Argent - Pièces de monnaie - Euro (domaine public)

Dans un article paru anonymement et intitulé « Pour en finir avec une autre relique barbare » le Financial Times cherche à faire croire que les problèmes économiques actuellement rencontrés seraient la conséquence de la thésaurisation d’argent liquide par les ménages. Le quotidien britannique emploie le même vocabulaire de mépris que pour l’or, qui représentait – avant l’abandon du gold standard en 1971 – le dernier rempart contre les politiques inflationnistes sans limites des banques centrales.

Pour stimuler l’économie, le journal suggère qu’il faudrait forcer les ménages à dépenser plutôt que d’épargner en donnant aux banques centrales le pouvoir d’imposer des taux d’intérêt négatifs. Bien entendu une telle politique est impossible si les citoyens conservent la liberté de convertir leur épargne bancaire en argent liquide. Cela ne ferait donc que renforcer la thésaurisation comme le montre l’expérience suisse, plongeant l’économie dans une spirale déflationniste.

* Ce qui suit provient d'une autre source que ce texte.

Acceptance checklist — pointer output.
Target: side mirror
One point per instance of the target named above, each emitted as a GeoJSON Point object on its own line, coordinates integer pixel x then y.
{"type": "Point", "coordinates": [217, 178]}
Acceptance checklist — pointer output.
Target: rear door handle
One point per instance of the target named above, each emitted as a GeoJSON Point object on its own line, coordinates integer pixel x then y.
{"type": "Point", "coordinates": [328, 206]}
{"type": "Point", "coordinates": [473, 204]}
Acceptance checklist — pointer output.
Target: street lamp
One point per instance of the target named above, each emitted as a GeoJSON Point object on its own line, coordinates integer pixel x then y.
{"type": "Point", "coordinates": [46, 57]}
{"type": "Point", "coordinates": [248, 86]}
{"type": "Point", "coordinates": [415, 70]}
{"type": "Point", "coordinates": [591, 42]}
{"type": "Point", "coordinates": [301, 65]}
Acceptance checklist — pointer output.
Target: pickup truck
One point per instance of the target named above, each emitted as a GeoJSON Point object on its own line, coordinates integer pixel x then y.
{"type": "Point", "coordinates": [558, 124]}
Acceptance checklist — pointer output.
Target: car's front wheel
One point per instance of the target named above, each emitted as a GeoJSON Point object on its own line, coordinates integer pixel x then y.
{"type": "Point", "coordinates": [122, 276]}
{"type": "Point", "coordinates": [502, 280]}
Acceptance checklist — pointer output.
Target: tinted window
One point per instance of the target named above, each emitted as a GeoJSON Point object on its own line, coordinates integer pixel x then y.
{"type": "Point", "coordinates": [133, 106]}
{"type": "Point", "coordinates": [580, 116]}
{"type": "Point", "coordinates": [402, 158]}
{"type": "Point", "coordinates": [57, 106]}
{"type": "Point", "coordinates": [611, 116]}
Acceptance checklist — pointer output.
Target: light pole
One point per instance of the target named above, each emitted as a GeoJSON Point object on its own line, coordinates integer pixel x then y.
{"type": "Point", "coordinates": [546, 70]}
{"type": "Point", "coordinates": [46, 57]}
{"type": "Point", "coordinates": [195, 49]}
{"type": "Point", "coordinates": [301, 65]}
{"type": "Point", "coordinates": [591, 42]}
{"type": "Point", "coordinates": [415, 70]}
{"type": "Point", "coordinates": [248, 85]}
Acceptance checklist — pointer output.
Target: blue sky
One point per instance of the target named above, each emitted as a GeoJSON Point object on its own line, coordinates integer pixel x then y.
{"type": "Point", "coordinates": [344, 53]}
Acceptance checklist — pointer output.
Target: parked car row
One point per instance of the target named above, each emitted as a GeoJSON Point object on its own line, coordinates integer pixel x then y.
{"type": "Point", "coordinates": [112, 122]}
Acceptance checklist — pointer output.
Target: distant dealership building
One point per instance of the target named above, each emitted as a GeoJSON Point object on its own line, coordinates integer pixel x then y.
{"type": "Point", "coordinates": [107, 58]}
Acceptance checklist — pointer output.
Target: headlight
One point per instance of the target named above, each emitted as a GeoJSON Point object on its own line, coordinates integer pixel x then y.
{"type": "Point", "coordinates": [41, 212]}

La solution selon le Financial Times ? Supprimer purement et simplement l’alternative de l’argent liquide.

Au-delà des problèmes économiques que provoquerait une telle politique, donner le pouvoir aux banques centrales de prélever un « taux d’intérêt » négatif sur l’épargne des citoyens, c’est en réalité pour la première fois de l’histoire leur donner un pouvoir de taxation. Seulement, les banques centrales ne sont pas dirigées par des représentants du peuple élus démocratiquement. Elles sont actuellement entre les mains de technocrates et bénéficient d’une totale indépendance vis-à-vis du parlement.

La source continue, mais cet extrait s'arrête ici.